The alignment in code emphasize the wrong things. It is not useful to read code by column. If you have long lists that need to be aligned the problem is the length of the list and not the lack of alignment.

Example:

public class CompanyOverview {
    public string   Symbol                  { get; set; }
    public string   Description             { get; set; }
    public string   Country                 { get; set; }
    public float    Price                   { get; set; }
    public string   Currency                { get; set; }
    public long     MarketCapitalization    { get; set; }
    public long     OutstandingShares       { get; set; }
    public float    PeRatio                 { get; set; }
}

// Becomes:

public class CompanyOverview {
    public string Symbol { get; set; }
    public string Description { get; set; }
    public string Country { get; set; }
    public float Price { get; set; }
    public string Currency { get; set; }
    public long MarketCapitalization { get; set; }
    public long OutstandingShares { get; set; }
    public float PeRatio { get; set; }
}

Indentation

A source file is a hierarchy. There is information that belong to the file as a whole, to the individual classes, to the methods within the classes, and the code blocks within the methods.

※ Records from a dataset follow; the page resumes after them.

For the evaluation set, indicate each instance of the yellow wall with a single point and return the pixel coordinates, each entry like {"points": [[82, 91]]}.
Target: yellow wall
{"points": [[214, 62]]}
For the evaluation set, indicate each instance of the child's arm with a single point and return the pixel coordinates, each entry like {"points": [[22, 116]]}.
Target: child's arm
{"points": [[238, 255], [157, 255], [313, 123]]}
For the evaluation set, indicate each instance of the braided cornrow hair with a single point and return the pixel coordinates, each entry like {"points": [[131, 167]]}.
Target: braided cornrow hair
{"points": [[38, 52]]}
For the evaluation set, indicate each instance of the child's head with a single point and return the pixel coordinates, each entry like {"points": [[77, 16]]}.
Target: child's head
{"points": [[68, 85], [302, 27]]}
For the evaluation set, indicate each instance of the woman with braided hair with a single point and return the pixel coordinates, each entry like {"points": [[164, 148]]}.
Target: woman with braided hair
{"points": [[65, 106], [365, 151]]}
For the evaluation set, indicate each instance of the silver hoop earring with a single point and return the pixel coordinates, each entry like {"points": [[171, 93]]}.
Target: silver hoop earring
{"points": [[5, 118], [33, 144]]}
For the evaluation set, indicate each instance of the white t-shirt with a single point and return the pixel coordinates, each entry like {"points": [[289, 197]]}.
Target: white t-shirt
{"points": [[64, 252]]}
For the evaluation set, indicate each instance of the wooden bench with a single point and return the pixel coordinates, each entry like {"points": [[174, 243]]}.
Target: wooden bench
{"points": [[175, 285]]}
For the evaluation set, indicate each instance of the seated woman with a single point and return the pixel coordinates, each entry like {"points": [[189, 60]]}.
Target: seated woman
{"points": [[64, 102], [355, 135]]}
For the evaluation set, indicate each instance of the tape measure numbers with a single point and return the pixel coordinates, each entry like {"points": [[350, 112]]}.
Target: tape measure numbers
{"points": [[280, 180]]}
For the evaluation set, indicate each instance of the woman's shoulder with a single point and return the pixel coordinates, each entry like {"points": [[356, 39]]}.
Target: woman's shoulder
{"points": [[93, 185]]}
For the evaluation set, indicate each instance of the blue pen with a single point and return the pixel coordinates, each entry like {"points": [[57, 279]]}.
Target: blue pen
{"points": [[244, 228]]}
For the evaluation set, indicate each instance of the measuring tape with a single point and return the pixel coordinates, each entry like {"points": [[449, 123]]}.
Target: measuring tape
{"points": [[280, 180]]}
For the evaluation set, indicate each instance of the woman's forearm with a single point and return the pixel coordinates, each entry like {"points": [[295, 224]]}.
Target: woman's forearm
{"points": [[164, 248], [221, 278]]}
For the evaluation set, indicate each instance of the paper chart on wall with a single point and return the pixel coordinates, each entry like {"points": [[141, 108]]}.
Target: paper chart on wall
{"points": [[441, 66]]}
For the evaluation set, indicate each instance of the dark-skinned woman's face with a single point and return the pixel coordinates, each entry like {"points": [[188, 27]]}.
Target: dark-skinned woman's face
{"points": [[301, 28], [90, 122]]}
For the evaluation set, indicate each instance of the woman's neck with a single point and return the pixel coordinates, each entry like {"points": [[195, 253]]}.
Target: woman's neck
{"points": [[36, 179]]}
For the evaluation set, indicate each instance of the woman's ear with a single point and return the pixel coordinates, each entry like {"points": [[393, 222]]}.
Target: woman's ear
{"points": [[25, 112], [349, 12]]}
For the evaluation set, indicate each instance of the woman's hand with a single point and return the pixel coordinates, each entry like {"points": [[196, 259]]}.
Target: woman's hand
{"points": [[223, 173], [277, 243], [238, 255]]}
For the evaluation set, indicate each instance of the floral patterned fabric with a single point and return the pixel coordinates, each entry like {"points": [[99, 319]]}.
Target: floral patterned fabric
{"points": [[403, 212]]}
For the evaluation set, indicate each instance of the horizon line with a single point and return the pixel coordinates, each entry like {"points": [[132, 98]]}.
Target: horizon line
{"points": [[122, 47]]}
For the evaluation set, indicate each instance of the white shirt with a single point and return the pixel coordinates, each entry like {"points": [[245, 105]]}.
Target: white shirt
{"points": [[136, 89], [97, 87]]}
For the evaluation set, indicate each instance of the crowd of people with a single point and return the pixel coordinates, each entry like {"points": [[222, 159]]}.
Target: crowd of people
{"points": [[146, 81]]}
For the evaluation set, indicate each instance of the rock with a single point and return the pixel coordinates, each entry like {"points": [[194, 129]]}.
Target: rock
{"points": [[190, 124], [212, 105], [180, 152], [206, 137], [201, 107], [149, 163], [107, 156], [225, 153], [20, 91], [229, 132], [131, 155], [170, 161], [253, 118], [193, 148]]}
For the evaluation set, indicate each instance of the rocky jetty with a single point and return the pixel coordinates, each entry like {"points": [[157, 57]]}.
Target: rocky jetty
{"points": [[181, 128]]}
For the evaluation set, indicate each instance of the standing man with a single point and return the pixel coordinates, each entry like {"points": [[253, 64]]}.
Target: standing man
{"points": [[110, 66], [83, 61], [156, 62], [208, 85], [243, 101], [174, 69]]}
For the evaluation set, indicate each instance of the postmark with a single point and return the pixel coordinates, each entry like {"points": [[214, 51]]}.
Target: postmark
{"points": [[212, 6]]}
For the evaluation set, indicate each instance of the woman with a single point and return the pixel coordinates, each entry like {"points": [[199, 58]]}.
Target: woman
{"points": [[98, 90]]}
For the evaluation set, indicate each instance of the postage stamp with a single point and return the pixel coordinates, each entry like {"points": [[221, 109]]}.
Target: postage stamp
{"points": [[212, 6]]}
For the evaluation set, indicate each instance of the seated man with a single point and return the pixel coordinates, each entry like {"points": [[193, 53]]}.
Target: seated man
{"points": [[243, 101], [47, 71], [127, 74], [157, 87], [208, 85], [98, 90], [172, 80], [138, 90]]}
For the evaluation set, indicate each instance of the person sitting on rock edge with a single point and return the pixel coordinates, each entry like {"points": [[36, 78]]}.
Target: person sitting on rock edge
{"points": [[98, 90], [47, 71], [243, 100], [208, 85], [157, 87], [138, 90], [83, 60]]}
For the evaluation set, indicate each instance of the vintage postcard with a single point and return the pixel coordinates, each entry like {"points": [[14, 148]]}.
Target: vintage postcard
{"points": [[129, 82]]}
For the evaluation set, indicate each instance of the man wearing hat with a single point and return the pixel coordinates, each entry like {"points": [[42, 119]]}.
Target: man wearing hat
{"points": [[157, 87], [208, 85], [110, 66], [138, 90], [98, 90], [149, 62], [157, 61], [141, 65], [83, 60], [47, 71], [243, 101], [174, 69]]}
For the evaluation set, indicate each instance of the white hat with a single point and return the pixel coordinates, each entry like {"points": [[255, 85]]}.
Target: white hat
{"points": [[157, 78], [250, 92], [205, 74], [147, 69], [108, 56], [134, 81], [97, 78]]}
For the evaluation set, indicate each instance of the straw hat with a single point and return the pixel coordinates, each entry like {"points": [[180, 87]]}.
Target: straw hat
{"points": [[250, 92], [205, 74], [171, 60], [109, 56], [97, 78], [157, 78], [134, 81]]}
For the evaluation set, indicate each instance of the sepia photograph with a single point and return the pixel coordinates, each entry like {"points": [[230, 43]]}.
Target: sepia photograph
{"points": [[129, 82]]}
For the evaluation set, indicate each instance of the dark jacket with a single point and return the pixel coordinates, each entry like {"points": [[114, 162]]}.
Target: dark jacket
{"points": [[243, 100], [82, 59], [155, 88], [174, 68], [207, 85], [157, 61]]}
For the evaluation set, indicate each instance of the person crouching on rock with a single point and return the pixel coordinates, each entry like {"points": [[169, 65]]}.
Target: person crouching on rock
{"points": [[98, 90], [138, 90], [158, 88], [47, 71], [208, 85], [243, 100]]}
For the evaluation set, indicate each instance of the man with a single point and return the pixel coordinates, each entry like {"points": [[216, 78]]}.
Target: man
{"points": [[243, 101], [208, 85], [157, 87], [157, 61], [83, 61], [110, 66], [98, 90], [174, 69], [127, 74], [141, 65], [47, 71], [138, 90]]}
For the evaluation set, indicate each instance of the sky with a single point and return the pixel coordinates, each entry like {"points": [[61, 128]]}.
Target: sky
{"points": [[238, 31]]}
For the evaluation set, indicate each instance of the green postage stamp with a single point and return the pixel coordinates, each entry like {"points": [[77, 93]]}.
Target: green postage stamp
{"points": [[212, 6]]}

Indentation adds a visual cue to perceive this hierarchy, it allows the developer to rapidly see the structure of the file. Without it code would be an unreadable mess.

Don’t break indentation for short statements. Maintain a consistent hierarchy even for one-liners.

public class Pizza {
    private readonly string name;
    private readonly List<string> ingredients = new List<string>();

    Pizza(string name) { this.name = name }

    public void AddIngredient(string ingredient) { ingredients.Add(ingredient); }
}

// Becomes:

public class Pizza
{
    private readonly string name;
    private readonly List<string> ingredients = new List<string>();

    Pizza(string name)
    {
        this.name = name
    }

    public void AddIngredient(string ingredient)
    {
        ingredients.Add(ingredient);
    }
}

Team Rules

Most of the time in your career you will be working with other people on an existing codebase. When working in a team, learn and follow the conventions that have been set by team mates. Everybody should agree on one convention and stick to it because consistency is more important than following best practices (which can sometime be arbitrary). As a programmer I expect the formatting I see in one file to be be the same in others. Having multiple styles adds unnecessary complexity.